I was first introduced to Okonomiyaki when fellow hiking buddy and psychology colleague, Ahnate, decided to cook up a batch at Hyde Manor. He was inspired to try and make the dish after visiting Sapporo a few months prior. So of course, when I visited Hiroshima, I had to try the dish that they are most known for – Okonomiyaki.
Hiroshima’s version of the classic dish is highlighted by the generous amount of cabbage over yakisoba noodles and thin layer of pancake batter.
We stumbled into a little Okonomiyaki hole-in-the-wall and was pleased to find an older woman and a younger woman behind the counter. The small restaurant was located just a few steps from our hotel in Hiroshima. It had three seats. Perfect.
I had noticed a photo of the owner on the wall, along with a website address. It looked like someone had written an article about her Okonomiyaki restaurant and then gave a souvenir to hang on the wall…kind of like how Guy Fieri leaves his mug on restaurants that appear on Diners, Drive-Ins, and Dives. After searching through numerous entries on a website dedicated to Okonomiyaki, I finally found aunty’s restaurant. Google Translate suggested that the restaurants name was Hiroshima Minami-ku, and also sort of confirms our assumption that her daughter was the younger woman behind the counter.
Here’s the article on the wall about aunty.
The initial exchange of words was very interesting. They spoke zero English, and we spoke zero Japanese. Their menu was on the wall, in Japanese. Eventually, she showed us the different noodles and I believe we ended up choosing the Okonomiyaki with yakisoba and udon noodles. Lots of nervous laughter and pointing was involved.
Aunty was like an okonomiyaki master. All the while, both of the ladies cheered on their home baseball team, the Hiroshima Carp. They cheered quite enthusiastically, too.
Thin layer of pancake batter:
Lots of cabbage and bean sprouts!
A strip of bacon on top of some other interesting toppings.
Another thin pancake layer on top.
It now looks like a we’re making tacos.
And then here come the noodles.
She puts the noodles on top, adds secret sauce and more toppings, and then slices the okonomiyaki into four pieces. They were huge.
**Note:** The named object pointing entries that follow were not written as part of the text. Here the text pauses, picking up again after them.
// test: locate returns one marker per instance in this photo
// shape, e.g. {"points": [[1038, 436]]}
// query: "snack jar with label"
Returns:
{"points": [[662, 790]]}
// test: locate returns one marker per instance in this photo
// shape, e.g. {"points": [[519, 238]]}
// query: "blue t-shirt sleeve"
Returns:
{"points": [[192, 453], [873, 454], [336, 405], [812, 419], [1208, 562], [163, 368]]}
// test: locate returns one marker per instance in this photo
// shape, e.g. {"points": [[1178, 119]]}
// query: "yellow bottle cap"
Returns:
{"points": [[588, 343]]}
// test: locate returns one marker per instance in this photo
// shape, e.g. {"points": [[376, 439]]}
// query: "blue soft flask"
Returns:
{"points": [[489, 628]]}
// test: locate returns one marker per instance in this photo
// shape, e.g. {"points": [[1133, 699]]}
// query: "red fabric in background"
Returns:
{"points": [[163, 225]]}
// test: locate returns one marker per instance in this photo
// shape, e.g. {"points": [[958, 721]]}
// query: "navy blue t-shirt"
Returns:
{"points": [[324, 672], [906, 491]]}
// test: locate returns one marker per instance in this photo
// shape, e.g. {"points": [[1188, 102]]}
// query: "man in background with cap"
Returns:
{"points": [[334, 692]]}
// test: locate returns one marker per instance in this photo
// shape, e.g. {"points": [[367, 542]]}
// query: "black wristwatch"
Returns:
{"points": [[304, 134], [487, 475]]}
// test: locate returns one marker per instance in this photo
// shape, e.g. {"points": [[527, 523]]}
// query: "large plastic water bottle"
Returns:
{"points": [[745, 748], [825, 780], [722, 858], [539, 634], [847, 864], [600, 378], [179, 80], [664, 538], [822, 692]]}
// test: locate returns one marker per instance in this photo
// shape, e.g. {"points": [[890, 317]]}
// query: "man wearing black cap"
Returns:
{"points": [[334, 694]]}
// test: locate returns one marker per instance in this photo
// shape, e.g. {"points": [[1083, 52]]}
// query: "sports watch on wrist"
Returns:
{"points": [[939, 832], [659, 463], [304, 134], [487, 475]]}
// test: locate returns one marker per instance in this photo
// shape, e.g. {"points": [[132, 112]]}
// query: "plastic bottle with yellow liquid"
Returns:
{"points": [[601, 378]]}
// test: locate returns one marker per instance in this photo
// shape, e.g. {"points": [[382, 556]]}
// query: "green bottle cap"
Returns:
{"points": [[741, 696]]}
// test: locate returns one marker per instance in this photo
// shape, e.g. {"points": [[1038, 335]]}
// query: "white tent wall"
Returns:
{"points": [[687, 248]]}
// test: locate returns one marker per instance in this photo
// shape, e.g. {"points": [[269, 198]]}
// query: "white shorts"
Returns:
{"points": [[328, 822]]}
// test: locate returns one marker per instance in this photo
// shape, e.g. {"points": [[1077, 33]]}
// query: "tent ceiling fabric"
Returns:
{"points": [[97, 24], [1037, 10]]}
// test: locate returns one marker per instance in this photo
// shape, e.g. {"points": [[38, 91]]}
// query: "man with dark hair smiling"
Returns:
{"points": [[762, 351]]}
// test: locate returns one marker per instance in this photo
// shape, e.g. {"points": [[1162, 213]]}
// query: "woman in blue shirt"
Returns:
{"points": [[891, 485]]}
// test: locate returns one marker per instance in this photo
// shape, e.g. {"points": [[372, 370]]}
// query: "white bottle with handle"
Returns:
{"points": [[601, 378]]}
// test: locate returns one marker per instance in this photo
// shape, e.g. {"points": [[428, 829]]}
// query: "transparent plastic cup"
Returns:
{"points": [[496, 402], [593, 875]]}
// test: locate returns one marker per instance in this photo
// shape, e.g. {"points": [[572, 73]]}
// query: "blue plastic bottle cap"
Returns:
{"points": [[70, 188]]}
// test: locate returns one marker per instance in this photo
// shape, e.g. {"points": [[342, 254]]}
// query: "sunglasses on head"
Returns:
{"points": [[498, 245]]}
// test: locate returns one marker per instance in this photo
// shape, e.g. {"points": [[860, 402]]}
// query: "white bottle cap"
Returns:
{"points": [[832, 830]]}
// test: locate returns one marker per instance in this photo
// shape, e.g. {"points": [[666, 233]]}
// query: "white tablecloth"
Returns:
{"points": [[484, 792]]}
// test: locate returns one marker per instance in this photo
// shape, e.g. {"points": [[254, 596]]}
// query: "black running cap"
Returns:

At one point, they tried to ask us where we were from. Of course, we had no idea that they were asking us that. So, aunty’s daughter brought over a map. Before I had a chance to point out our location, both Joel and I instinctively yelled…Hawaii! And they both nodded and smiled enthusiastically. As we would later find out, people in Japan get very excited about anything related to Hawaii. It’s true. Of course, we had something to be excited about as well…aunty’s delicious okonomiyaki. Oishi!